Pigeon Plucking. -- A few days since a tall, raw, sun burnt young fellow from the country came down the North River with a cargo of lumber, which he disposed of in this city to a good advantage, and feeling quite elated in contemplating his more than anticipated profits, he resolved that it should not be said on his return home, that he came to York for nothing. With this laudable determination he visited the large serpent, the mammoth bones, and the wax soldiers in Broadway. He paraded the grand walk in Niblo's Garden, and swore "by golly that beat all." His next visit was to Scudder's Museum, where he had the fortune to meet one of the most civil gentlemen imaginable -- one who seemed quite interested in his appearance; pointed out the curiosities to him; anxiously offered his advice as to the disposal of the proceeds of the lumber, and finally insisted upon treating the young stranger to some liquor. The latter could not resist the flattering invitation, and h!
e ws so
on in that situation designated by the title of "half seas over." In this state the stranger was brought by his city friend to a house in a dark alley where a company was engaged in playing cards. It was insisted that he should play, but this he refused. . . .
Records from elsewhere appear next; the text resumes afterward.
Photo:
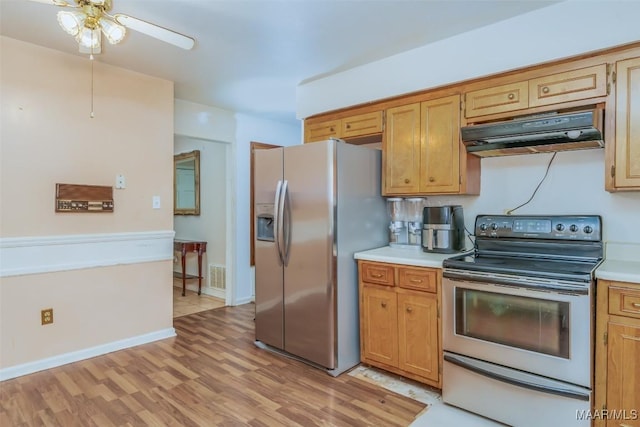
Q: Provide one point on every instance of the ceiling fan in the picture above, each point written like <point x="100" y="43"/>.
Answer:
<point x="89" y="19"/>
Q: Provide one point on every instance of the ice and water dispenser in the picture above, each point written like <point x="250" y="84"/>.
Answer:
<point x="264" y="222"/>
<point x="405" y="221"/>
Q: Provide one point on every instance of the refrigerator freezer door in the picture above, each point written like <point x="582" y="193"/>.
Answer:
<point x="309" y="286"/>
<point x="269" y="270"/>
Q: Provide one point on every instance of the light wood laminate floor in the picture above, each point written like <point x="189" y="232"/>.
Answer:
<point x="210" y="374"/>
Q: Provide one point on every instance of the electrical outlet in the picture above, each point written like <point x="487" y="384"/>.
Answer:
<point x="120" y="182"/>
<point x="46" y="316"/>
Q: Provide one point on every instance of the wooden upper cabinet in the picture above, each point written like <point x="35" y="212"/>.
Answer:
<point x="498" y="99"/>
<point x="626" y="167"/>
<point x="322" y="131"/>
<point x="440" y="146"/>
<point x="572" y="85"/>
<point x="401" y="150"/>
<point x="565" y="87"/>
<point x="362" y="124"/>
<point x="422" y="153"/>
<point x="349" y="127"/>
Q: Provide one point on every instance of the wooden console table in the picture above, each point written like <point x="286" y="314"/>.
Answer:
<point x="185" y="247"/>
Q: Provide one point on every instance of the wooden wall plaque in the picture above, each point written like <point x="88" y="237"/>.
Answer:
<point x="83" y="198"/>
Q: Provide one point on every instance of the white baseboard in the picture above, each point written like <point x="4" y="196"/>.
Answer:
<point x="46" y="254"/>
<point x="63" y="359"/>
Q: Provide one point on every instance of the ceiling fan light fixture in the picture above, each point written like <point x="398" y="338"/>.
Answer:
<point x="112" y="30"/>
<point x="71" y="21"/>
<point x="89" y="37"/>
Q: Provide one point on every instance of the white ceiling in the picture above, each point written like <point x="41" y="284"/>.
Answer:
<point x="251" y="55"/>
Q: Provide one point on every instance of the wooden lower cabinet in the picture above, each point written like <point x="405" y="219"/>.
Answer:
<point x="399" y="327"/>
<point x="617" y="392"/>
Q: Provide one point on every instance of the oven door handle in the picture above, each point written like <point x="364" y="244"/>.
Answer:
<point x="475" y="366"/>
<point x="516" y="282"/>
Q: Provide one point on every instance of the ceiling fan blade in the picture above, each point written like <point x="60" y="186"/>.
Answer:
<point x="160" y="33"/>
<point x="62" y="3"/>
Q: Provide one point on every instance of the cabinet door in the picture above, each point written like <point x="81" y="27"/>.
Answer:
<point x="362" y="124"/>
<point x="573" y="85"/>
<point x="623" y="374"/>
<point x="627" y="152"/>
<point x="498" y="99"/>
<point x="322" y="131"/>
<point x="440" y="146"/>
<point x="379" y="325"/>
<point x="418" y="334"/>
<point x="401" y="150"/>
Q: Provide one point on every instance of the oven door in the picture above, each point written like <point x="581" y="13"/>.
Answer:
<point x="542" y="331"/>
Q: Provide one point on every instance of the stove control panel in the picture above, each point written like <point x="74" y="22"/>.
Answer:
<point x="555" y="227"/>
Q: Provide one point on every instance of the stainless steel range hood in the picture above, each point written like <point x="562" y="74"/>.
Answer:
<point x="554" y="132"/>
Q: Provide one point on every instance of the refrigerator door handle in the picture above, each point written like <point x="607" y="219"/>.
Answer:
<point x="285" y="210"/>
<point x="277" y="220"/>
<point x="286" y="222"/>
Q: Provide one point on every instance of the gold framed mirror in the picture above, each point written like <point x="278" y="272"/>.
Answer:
<point x="186" y="183"/>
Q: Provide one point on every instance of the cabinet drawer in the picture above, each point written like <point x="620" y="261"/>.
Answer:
<point x="417" y="278"/>
<point x="569" y="86"/>
<point x="362" y="124"/>
<point x="497" y="99"/>
<point x="322" y="131"/>
<point x="377" y="273"/>
<point x="624" y="302"/>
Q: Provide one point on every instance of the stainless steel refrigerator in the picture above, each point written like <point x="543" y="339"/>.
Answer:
<point x="315" y="206"/>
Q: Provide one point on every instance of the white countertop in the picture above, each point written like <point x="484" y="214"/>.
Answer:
<point x="621" y="263"/>
<point x="407" y="256"/>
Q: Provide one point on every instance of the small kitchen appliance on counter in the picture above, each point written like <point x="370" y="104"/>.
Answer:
<point x="443" y="229"/>
<point x="415" y="206"/>
<point x="396" y="209"/>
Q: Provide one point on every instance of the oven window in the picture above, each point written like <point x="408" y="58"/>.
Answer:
<point x="538" y="325"/>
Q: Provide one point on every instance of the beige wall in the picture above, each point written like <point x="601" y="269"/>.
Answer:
<point x="48" y="137"/>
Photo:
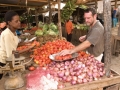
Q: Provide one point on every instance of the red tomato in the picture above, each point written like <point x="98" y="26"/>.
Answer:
<point x="31" y="68"/>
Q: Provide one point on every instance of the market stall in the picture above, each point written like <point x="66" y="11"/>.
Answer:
<point x="79" y="73"/>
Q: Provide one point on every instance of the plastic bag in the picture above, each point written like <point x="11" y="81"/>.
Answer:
<point x="40" y="79"/>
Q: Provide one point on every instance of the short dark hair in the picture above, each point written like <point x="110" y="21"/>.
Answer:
<point x="9" y="15"/>
<point x="92" y="10"/>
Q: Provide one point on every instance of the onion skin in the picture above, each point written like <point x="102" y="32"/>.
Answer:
<point x="79" y="70"/>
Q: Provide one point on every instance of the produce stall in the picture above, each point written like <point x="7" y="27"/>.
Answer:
<point x="81" y="73"/>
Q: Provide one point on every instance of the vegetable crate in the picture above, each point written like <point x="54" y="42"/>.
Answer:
<point x="97" y="85"/>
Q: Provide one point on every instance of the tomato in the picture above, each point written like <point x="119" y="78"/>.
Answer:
<point x="31" y="68"/>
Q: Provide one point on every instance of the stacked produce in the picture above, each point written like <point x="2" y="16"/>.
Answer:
<point x="40" y="79"/>
<point x="34" y="43"/>
<point x="79" y="70"/>
<point x="68" y="10"/>
<point x="41" y="55"/>
<point x="45" y="38"/>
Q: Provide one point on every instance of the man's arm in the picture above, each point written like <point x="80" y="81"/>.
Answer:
<point x="81" y="47"/>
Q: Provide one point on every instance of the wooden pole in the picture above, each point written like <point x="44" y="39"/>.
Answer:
<point x="50" y="14"/>
<point x="36" y="18"/>
<point x="107" y="27"/>
<point x="116" y="3"/>
<point x="59" y="20"/>
<point x="96" y="4"/>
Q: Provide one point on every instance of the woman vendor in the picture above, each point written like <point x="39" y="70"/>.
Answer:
<point x="9" y="40"/>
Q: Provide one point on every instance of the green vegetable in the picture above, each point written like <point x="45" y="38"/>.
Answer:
<point x="39" y="33"/>
<point x="51" y="32"/>
<point x="40" y="25"/>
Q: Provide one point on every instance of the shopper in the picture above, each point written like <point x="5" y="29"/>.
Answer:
<point x="114" y="19"/>
<point x="69" y="28"/>
<point x="9" y="40"/>
<point x="2" y="27"/>
<point x="93" y="42"/>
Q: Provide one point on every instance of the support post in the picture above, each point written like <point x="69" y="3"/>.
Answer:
<point x="50" y="14"/>
<point x="116" y="3"/>
<point x="59" y="20"/>
<point x="107" y="27"/>
<point x="96" y="4"/>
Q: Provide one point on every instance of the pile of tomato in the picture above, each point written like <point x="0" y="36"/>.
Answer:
<point x="22" y="47"/>
<point x="41" y="55"/>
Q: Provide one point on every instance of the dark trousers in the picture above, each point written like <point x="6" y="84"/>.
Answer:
<point x="69" y="37"/>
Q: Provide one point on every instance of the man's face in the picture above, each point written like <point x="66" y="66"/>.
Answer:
<point x="15" y="23"/>
<point x="89" y="18"/>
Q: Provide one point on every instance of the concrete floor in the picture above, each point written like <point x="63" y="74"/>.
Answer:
<point x="115" y="65"/>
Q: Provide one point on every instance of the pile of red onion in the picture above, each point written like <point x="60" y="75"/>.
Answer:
<point x="78" y="70"/>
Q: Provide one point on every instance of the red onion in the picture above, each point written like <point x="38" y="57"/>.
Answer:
<point x="83" y="65"/>
<point x="95" y="70"/>
<point x="72" y="73"/>
<point x="74" y="78"/>
<point x="67" y="63"/>
<point x="90" y="73"/>
<point x="72" y="62"/>
<point x="89" y="80"/>
<point x="69" y="78"/>
<point x="56" y="69"/>
<point x="61" y="68"/>
<point x="67" y="73"/>
<point x="58" y="65"/>
<point x="85" y="80"/>
<point x="77" y="73"/>
<point x="61" y="74"/>
<point x="95" y="79"/>
<point x="64" y="78"/>
<point x="66" y="67"/>
<point x="95" y="75"/>
<point x="73" y="82"/>
<point x="61" y="86"/>
<point x="101" y="74"/>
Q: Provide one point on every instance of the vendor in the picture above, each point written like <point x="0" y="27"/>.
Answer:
<point x="93" y="42"/>
<point x="9" y="40"/>
<point x="2" y="27"/>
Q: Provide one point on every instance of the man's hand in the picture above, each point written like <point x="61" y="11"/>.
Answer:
<point x="65" y="52"/>
<point x="82" y="38"/>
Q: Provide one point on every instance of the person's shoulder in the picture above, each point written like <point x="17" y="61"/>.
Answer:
<point x="6" y="31"/>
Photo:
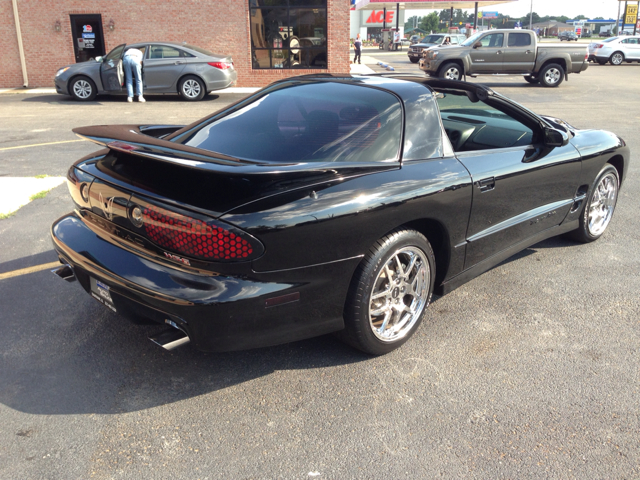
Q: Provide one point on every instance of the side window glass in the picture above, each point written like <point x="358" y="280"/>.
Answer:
<point x="477" y="125"/>
<point x="494" y="40"/>
<point x="163" y="51"/>
<point x="519" y="39"/>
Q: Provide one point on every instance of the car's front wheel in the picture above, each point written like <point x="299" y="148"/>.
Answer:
<point x="552" y="75"/>
<point x="192" y="88"/>
<point x="83" y="89"/>
<point x="390" y="290"/>
<point x="599" y="206"/>
<point x="617" y="58"/>
<point x="451" y="71"/>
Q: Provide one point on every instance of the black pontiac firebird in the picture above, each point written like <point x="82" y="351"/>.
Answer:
<point x="325" y="204"/>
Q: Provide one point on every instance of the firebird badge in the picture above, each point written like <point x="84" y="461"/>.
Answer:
<point x="171" y="256"/>
<point x="107" y="207"/>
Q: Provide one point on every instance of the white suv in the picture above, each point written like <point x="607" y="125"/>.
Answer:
<point x="615" y="50"/>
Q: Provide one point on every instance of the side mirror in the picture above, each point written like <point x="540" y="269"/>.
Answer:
<point x="555" y="138"/>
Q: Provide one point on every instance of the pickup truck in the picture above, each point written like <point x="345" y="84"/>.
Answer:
<point x="511" y="52"/>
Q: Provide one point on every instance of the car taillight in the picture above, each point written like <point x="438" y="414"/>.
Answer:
<point x="221" y="65"/>
<point x="208" y="240"/>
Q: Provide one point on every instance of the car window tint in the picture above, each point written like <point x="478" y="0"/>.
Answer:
<point x="325" y="122"/>
<point x="115" y="53"/>
<point x="476" y="125"/>
<point x="519" y="39"/>
<point x="492" y="40"/>
<point x="163" y="51"/>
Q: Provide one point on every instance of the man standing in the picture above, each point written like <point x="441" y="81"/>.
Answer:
<point x="357" y="45"/>
<point x="132" y="62"/>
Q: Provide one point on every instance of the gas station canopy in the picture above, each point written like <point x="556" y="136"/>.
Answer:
<point x="429" y="4"/>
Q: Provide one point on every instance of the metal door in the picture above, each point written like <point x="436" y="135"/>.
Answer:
<point x="488" y="57"/>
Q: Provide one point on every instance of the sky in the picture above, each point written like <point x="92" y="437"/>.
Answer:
<point x="570" y="8"/>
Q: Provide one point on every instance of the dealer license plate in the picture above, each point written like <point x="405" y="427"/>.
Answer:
<point x="100" y="292"/>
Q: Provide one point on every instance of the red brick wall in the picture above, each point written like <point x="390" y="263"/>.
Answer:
<point x="216" y="25"/>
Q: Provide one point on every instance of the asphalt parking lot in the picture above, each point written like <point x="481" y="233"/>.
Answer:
<point x="531" y="370"/>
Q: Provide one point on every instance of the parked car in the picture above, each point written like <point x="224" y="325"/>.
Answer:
<point x="615" y="50"/>
<point x="325" y="204"/>
<point x="167" y="67"/>
<point x="416" y="51"/>
<point x="568" y="36"/>
<point x="510" y="52"/>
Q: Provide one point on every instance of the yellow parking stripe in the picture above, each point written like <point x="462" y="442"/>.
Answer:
<point x="40" y="144"/>
<point x="24" y="271"/>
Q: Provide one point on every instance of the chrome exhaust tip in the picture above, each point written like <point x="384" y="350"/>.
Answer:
<point x="170" y="339"/>
<point x="65" y="272"/>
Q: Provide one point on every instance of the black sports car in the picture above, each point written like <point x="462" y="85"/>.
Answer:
<point x="325" y="203"/>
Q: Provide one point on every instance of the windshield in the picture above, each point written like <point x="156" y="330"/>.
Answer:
<point x="472" y="39"/>
<point x="323" y="122"/>
<point x="432" y="39"/>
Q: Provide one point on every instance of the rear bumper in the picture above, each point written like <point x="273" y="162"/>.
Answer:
<point x="218" y="312"/>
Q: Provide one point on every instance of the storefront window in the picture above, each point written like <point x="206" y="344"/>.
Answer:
<point x="288" y="33"/>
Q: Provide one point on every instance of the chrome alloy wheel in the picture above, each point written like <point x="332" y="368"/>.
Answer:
<point x="82" y="89"/>
<point x="552" y="76"/>
<point x="617" y="58"/>
<point x="191" y="88"/>
<point x="452" y="73"/>
<point x="399" y="294"/>
<point x="603" y="202"/>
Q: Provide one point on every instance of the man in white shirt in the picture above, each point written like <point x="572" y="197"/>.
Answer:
<point x="132" y="63"/>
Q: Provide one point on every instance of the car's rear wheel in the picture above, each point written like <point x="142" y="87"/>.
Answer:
<point x="83" y="89"/>
<point x="192" y="88"/>
<point x="599" y="206"/>
<point x="451" y="71"/>
<point x="552" y="75"/>
<point x="390" y="290"/>
<point x="617" y="58"/>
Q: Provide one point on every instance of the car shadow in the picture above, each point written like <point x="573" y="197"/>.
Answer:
<point x="63" y="353"/>
<point x="56" y="99"/>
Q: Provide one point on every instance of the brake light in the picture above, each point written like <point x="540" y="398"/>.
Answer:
<point x="197" y="238"/>
<point x="221" y="65"/>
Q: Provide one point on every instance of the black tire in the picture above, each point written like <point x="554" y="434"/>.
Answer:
<point x="607" y="183"/>
<point x="83" y="89"/>
<point x="191" y="88"/>
<point x="400" y="308"/>
<point x="551" y="75"/>
<point x="450" y="71"/>
<point x="616" y="58"/>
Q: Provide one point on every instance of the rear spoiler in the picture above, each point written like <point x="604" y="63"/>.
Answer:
<point x="147" y="141"/>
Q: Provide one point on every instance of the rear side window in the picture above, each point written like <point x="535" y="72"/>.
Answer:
<point x="519" y="39"/>
<point x="318" y="122"/>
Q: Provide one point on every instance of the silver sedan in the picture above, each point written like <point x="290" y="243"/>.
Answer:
<point x="167" y="67"/>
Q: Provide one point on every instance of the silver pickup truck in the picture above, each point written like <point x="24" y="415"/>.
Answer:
<point x="511" y="52"/>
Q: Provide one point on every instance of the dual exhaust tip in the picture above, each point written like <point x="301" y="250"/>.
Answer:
<point x="169" y="339"/>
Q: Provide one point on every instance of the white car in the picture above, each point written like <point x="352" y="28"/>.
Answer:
<point x="615" y="50"/>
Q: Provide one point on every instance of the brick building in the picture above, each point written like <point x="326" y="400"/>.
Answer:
<point x="258" y="34"/>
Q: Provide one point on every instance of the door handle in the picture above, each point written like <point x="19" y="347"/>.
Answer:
<point x="487" y="184"/>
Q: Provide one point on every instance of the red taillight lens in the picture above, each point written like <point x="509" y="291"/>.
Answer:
<point x="194" y="237"/>
<point x="221" y="65"/>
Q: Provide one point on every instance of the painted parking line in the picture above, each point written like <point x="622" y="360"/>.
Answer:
<point x="40" y="144"/>
<point x="25" y="271"/>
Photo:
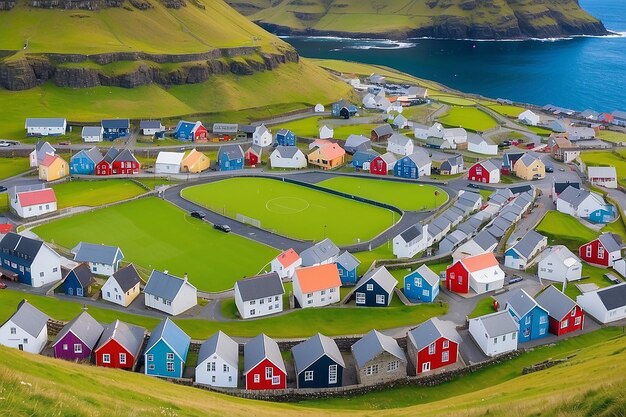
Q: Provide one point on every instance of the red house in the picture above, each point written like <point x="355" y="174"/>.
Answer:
<point x="382" y="164"/>
<point x="264" y="367"/>
<point x="433" y="345"/>
<point x="603" y="251"/>
<point x="119" y="346"/>
<point x="564" y="314"/>
<point x="485" y="171"/>
<point x="253" y="155"/>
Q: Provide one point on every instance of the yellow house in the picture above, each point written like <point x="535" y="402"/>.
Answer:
<point x="53" y="167"/>
<point x="195" y="162"/>
<point x="529" y="168"/>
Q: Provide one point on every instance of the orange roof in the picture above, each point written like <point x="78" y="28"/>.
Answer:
<point x="317" y="278"/>
<point x="288" y="257"/>
<point x="480" y="262"/>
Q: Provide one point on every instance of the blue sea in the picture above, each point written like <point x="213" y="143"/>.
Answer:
<point x="577" y="73"/>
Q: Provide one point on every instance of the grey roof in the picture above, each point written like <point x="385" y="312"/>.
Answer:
<point x="222" y="345"/>
<point x="129" y="336"/>
<point x="557" y="304"/>
<point x="259" y="348"/>
<point x="29" y="318"/>
<point x="319" y="252"/>
<point x="85" y="327"/>
<point x="373" y="344"/>
<point x="127" y="277"/>
<point x="499" y="324"/>
<point x="381" y="276"/>
<point x="430" y="331"/>
<point x="311" y="350"/>
<point x="163" y="285"/>
<point x="348" y="261"/>
<point x="102" y="254"/>
<point x="261" y="286"/>
<point x="610" y="241"/>
<point x="526" y="245"/>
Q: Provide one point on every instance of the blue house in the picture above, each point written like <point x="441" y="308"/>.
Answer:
<point x="115" y="128"/>
<point x="230" y="157"/>
<point x="421" y="285"/>
<point x="78" y="281"/>
<point x="347" y="265"/>
<point x="531" y="317"/>
<point x="285" y="137"/>
<point x="318" y="363"/>
<point x="85" y="161"/>
<point x="166" y="351"/>
<point x="375" y="289"/>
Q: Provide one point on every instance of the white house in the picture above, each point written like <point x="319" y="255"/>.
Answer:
<point x="32" y="203"/>
<point x="479" y="144"/>
<point x="31" y="261"/>
<point x="218" y="362"/>
<point x="495" y="333"/>
<point x="285" y="264"/>
<point x="259" y="296"/>
<point x="26" y="329"/>
<point x="528" y="117"/>
<point x="92" y="133"/>
<point x="605" y="305"/>
<point x="400" y="144"/>
<point x="602" y="176"/>
<point x="262" y="136"/>
<point x="326" y="132"/>
<point x="168" y="162"/>
<point x="169" y="294"/>
<point x="558" y="263"/>
<point x="46" y="126"/>
<point x="287" y="157"/>
<point x="411" y="242"/>
<point x="102" y="259"/>
<point x="122" y="287"/>
<point x="317" y="286"/>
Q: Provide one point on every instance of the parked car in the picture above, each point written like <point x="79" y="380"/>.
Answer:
<point x="223" y="227"/>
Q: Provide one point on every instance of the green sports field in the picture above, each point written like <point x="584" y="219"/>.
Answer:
<point x="405" y="196"/>
<point x="156" y="234"/>
<point x="293" y="210"/>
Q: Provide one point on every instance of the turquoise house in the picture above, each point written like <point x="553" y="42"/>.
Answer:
<point x="166" y="351"/>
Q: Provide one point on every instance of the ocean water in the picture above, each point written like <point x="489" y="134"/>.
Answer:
<point x="578" y="73"/>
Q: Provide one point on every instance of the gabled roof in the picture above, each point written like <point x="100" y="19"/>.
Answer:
<point x="317" y="278"/>
<point x="171" y="334"/>
<point x="261" y="286"/>
<point x="373" y="344"/>
<point x="129" y="336"/>
<point x="557" y="304"/>
<point x="430" y="331"/>
<point x="85" y="327"/>
<point x="222" y="345"/>
<point x="259" y="348"/>
<point x="382" y="277"/>
<point x="308" y="352"/>
<point x="102" y="254"/>
<point x="29" y="318"/>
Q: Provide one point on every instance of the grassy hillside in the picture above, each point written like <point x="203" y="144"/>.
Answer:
<point x="591" y="384"/>
<point x="450" y="18"/>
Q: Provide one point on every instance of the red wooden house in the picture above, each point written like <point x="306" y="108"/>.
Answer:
<point x="119" y="346"/>
<point x="564" y="315"/>
<point x="432" y="345"/>
<point x="264" y="367"/>
<point x="603" y="251"/>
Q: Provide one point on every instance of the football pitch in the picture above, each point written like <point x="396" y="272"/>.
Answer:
<point x="293" y="210"/>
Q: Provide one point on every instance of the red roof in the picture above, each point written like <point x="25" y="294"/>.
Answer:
<point x="33" y="198"/>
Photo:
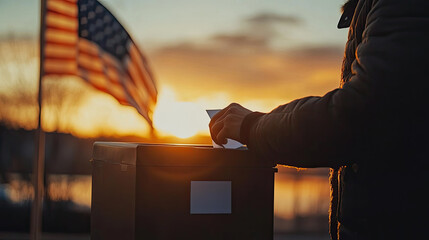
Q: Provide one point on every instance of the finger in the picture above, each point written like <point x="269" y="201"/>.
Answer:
<point x="221" y="114"/>
<point x="216" y="128"/>
<point x="222" y="136"/>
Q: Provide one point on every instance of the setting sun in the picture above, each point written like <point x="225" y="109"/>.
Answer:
<point x="181" y="119"/>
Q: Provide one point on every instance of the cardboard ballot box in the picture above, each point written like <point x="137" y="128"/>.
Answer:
<point x="150" y="191"/>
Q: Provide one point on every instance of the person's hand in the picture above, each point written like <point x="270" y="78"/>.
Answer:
<point x="227" y="123"/>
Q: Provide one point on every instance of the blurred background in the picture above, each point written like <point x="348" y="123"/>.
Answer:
<point x="204" y="55"/>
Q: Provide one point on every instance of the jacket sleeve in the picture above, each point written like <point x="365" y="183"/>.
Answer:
<point x="327" y="131"/>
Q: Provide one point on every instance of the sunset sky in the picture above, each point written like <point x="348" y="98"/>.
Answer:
<point x="204" y="54"/>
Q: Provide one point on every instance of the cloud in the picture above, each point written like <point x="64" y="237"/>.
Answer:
<point x="258" y="32"/>
<point x="196" y="71"/>
<point x="270" y="18"/>
<point x="240" y="40"/>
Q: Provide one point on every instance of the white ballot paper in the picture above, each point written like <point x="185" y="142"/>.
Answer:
<point x="232" y="144"/>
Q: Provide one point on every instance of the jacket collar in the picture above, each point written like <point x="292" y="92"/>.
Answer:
<point x="348" y="11"/>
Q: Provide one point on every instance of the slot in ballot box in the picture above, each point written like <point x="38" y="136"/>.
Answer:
<point x="152" y="191"/>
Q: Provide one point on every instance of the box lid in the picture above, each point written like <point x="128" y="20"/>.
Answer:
<point x="176" y="155"/>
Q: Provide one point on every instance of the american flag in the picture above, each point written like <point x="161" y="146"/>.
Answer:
<point x="84" y="39"/>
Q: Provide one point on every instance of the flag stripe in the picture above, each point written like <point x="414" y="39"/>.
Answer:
<point x="84" y="39"/>
<point x="62" y="22"/>
<point x="60" y="51"/>
<point x="62" y="7"/>
<point x="53" y="66"/>
<point x="60" y="37"/>
<point x="144" y="75"/>
<point x="102" y="83"/>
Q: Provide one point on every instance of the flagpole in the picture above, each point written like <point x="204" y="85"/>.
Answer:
<point x="39" y="163"/>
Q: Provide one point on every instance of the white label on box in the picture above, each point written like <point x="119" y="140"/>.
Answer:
<point x="210" y="197"/>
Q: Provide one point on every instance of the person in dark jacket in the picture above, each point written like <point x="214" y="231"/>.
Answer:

In a short time after he refused to play, an amusement called "Slating," or "Crowning." was introduced. This game, it appears, is carried on by knocking the hats worn in the company over the eyes of the wearer. Some time after this had commenced, the young lumber merchant was found leaning against the iron rails before St. Paul's Church -- his pocket book, which contained $250 when he went into the Museum, was gone. There is no doubt that the pocket book was stolen in the gambling room -- but the plucked pigeon is entirely ignorant of the location of the house into which he was brought.
Morning Courier & New-York Enquirer, August 6, 1831, p. 2, col. 3
George A. Thompson
Author of A Documentary History of "The African Theatre", Northwestern Univ. Pr., 1998, but nothing much lately.